I graduated from Yuba City High School, Home of the Honkers, in 1976. approximately 3 weeks before our graduation, with heightened excitement for us as it was America’s bi-centennial celebration around the country, my HS choir, en-route ┬áto a singing competition in Martinez, California, suffered a tragic accident, which is still considered the worst bus accident in our country’s history.

We lost 28 students and a teacher that day. There was no one in our small town that was untouched very profoundly by this tragedy.

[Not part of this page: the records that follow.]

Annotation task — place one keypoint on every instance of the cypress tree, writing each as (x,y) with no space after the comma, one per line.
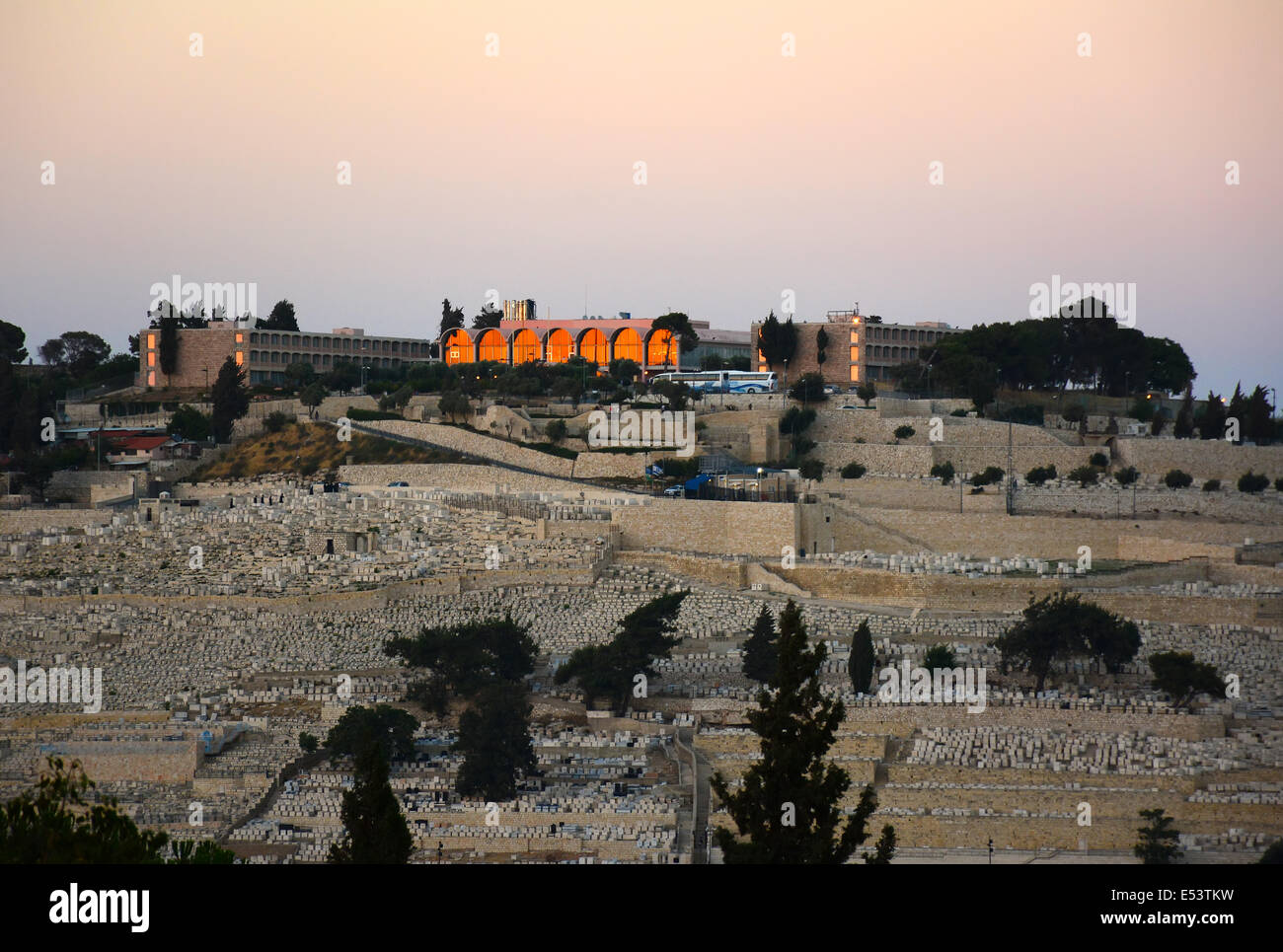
(863,660)
(788,807)
(761,651)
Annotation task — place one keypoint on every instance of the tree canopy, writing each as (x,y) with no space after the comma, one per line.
(1063,626)
(608,670)
(788,808)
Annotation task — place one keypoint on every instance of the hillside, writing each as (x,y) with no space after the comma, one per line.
(311,449)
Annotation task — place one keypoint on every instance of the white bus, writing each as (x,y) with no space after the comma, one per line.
(723,381)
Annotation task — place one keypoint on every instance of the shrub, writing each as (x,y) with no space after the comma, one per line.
(1040,474)
(274,421)
(1085,476)
(556,430)
(811,469)
(795,419)
(1252,481)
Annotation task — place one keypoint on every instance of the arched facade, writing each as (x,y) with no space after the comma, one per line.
(458,348)
(526,346)
(559,345)
(593,346)
(491,346)
(627,345)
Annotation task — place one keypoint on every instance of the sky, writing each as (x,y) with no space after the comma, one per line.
(788,148)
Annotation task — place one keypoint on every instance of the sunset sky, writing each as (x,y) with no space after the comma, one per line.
(764,172)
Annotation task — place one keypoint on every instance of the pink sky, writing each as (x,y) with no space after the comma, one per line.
(765,172)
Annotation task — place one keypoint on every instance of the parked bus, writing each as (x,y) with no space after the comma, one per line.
(723,381)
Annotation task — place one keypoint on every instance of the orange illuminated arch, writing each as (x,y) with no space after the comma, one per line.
(591,346)
(457,348)
(661,348)
(491,346)
(628,345)
(525,346)
(560,345)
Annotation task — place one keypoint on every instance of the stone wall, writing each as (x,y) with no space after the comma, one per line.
(1200,458)
(476,444)
(717,528)
(18,521)
(595,466)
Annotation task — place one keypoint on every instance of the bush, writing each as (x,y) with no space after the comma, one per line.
(1040,474)
(274,421)
(991,475)
(811,469)
(1252,482)
(795,419)
(1085,476)
(556,430)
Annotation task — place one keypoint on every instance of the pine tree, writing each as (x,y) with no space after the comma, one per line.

As they were exiting the freeway on a elevated off-ramp, the brakes failed on the bus. The driver survived, and one student wrote he could see the panicked horrified look on the bus driver’s face in the mirror above his head. He saw him desperately keep pushing on the brake only to see his foot go all the way to the floor three times. With all his strength he tried to hold the steering wheel, but the wheels went up on the curb and the bus lurched over the side rail and plunged 29 feet below onto its roof.

Devastated doesn’t even come close to describing this horrific event as we began to learn of our lost classmates, and the Choir Director’s wife, a newly married 26 year old. Mr. Esterbrook, her husband, was in the car ahead and saw the whole thing unfold in his rearview mirror. A student riding with him who had just gotten her driver’s license was instructed to go find help. Pre-cellphone days and in a place she had never been, she drove to the nearest business, blurted out what had happened and collapsed to the floor. Like some of the big disasters in our modern 24 hour news cycle, which didn’t exist then, we were just numb. An entire town and neighboring areas struggled to comprehend what we were being told. It spread like wildfire with inaccuracies that grew and changed by the second. Not knowing who went, who died, who was injured, if any survived at all. Grasping for word that it was a terrible mistake, it just couldn’t be true.

A memorial was erected on our campus shortly after it happened, but with the times the way they are these days, no one can go visit it due to security reasons. Our Class has wanted to do something for a number of years that was more appropriate and accessible. There were barriers, obstacles, and some opposition to these efforts, but the dream has never died.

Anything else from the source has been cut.